Summer vegetables are plentiful now. Here is a delicious pickling recipe submitted by Dianne Whitten, who works at The Spicy Olive, Montgomery. You could use many of our balsamic vinegars to pickle an assortment of vegetables. The Serrano Honey, used in this recipe, gives the pickled vegetables a little kick!
Pickled Cauliflower and Carrots
- ½ head of cauliflower
- 2 carrots
- 1 garlic clove
- 3 sprigs fresh dill
- 1 tablespoon pickling salt
- 1 teaspoon hot Hungarian paprika
- 1 teaspoon mustard seed
- 1½ cups Spicy Olive Serrano honey vinegar
- 1 cup water
Cut the cauliflower into florets and the carrots in ½ inch circles. Pack the cauliflower, carrots, garlic and dill tightly into the jars, leaving ½ inch of head space at the top. Set aside.

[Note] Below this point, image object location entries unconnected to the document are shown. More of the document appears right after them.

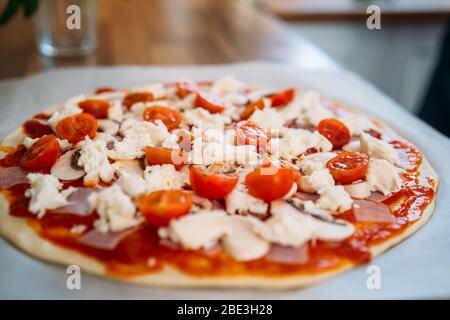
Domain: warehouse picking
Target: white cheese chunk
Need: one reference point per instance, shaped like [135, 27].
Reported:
[70, 108]
[383, 176]
[239, 201]
[115, 209]
[376, 148]
[45, 193]
[199, 230]
[94, 160]
[138, 135]
[201, 118]
[334, 199]
[132, 184]
[295, 142]
[241, 243]
[268, 118]
[163, 177]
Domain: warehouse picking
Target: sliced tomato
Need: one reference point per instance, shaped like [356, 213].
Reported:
[269, 182]
[104, 90]
[185, 88]
[36, 128]
[159, 207]
[42, 154]
[75, 128]
[136, 97]
[335, 131]
[209, 102]
[348, 167]
[98, 108]
[251, 133]
[159, 155]
[282, 98]
[170, 117]
[212, 185]
[251, 107]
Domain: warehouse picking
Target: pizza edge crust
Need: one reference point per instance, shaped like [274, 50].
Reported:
[16, 231]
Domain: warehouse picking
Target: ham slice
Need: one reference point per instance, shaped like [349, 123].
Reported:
[105, 240]
[11, 176]
[370, 211]
[288, 255]
[78, 203]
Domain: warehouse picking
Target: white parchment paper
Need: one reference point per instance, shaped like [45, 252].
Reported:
[417, 268]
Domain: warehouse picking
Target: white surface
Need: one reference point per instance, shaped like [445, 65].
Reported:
[417, 268]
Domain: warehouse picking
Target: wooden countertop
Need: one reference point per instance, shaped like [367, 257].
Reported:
[160, 32]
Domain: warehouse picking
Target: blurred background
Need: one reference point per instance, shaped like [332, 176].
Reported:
[408, 58]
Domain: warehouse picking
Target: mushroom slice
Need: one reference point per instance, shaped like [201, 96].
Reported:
[359, 190]
[108, 126]
[242, 243]
[325, 226]
[63, 169]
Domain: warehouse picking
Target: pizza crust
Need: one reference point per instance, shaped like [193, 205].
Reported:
[19, 233]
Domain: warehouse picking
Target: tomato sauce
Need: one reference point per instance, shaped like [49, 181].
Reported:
[142, 252]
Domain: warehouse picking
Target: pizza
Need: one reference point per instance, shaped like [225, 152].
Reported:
[210, 184]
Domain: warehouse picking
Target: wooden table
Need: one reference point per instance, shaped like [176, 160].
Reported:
[158, 32]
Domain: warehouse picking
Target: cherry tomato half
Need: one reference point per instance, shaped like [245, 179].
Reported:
[251, 107]
[42, 154]
[159, 207]
[251, 133]
[209, 102]
[159, 155]
[36, 128]
[75, 128]
[212, 185]
[348, 167]
[98, 108]
[282, 98]
[170, 117]
[269, 182]
[335, 131]
[136, 97]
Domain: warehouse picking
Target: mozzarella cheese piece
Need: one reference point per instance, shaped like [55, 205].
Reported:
[70, 108]
[138, 135]
[163, 177]
[239, 201]
[115, 209]
[334, 199]
[295, 142]
[132, 184]
[383, 176]
[268, 118]
[241, 243]
[44, 193]
[199, 230]
[376, 148]
[94, 160]
[201, 118]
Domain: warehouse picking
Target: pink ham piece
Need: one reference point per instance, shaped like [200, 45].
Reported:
[376, 196]
[370, 211]
[78, 203]
[11, 176]
[105, 240]
[288, 255]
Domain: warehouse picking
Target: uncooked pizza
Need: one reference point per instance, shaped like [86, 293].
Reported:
[210, 183]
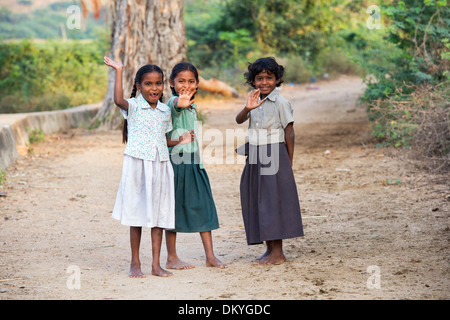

Combine the salt, paprika, mustard seeds, vinegar and water in a nonreactive saucepan. Bring to a boil then reduce heat to low and simmer for 5 minutes.
Carefully ladle the hot pickling liquid into the jars, leaving ½ inch headspace in each. Cap with lids and bands then cool for 2 hours before refrigerating.
The pickled cauliflower can be refrigerated for 7-10 days.